Thread race crash in FenceOcclusionTests() / WaitOcclusionTests()

Development Rendering
, ,
1

(This is something I’ve already added code locally to fix.)

Over the past two weeks, we have been getting a number of crash dumps posted with different exact callstacks and crash locations, but all consistently somewhere within FSceneRenderer::WaitOcclusionTests(). I spent some time investigating and found that the wait loop was failing to ever reach ViewStateFenceCount <= FencesAllowedInQueue and exit the do/while loop. The FenceToWaitOn keeps getting decremented to negative values, and eventually we crash trying to access whatever happens to be right before that array in the heap. (Explaining why the actual crash is different each time).

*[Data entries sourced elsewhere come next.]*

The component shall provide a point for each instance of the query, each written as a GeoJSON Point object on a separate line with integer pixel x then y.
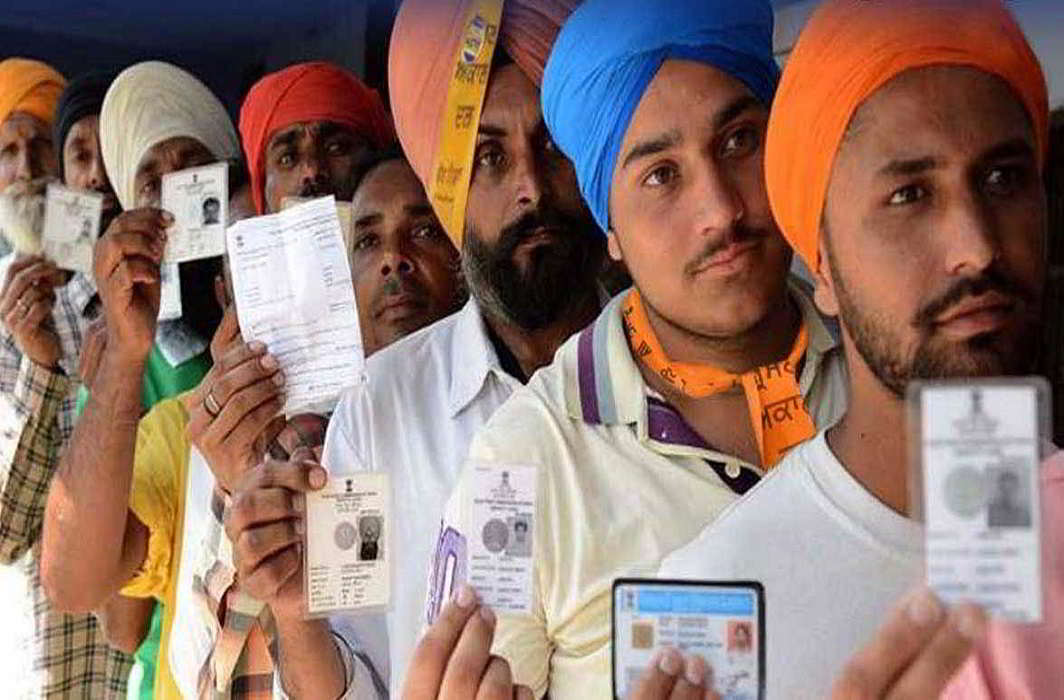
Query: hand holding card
{"type": "Point", "coordinates": [198, 198]}
{"type": "Point", "coordinates": [348, 551]}
{"type": "Point", "coordinates": [976, 452]}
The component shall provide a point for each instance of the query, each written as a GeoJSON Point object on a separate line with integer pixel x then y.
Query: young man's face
{"type": "Point", "coordinates": [531, 248]}
{"type": "Point", "coordinates": [405, 268]}
{"type": "Point", "coordinates": [688, 210]}
{"type": "Point", "coordinates": [935, 230]}
{"type": "Point", "coordinates": [26, 149]}
{"type": "Point", "coordinates": [314, 159]}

I added additional tracking and discovered that between the first loop within that function where ViewStateWaitCount is computed, and the second loop where it waits on the fences, the OcclusionSubmittedFence array can be modified by another thread executing a FenceOcclusionTests RDG task:

[Image Removed]

[Image Removed]

(OcclusionSubmittedFencesBeforeWaitis copied from OcclusionSubmittedFence at the beginning of the function, before we count up ViewStateFenceCount.)

In most situations, this wouldn’t lead to a crash, since the wait loop always starts from the end of the array anyway. Theoretically you could end up exiting the loop before waiting on the new fence 0 if it has the same ViewStateUniqueID as the wait loop. However, it doesn’t seem likely that we’d be adding a fence for a view after we’ve already started waiting on it. For a crash to occur, you’d somehow have to have the timing perfect such that the fence for the correct view being pushed back from index [N] to [N+1] precisely as the wait loop iterates down from [N+1] to [N].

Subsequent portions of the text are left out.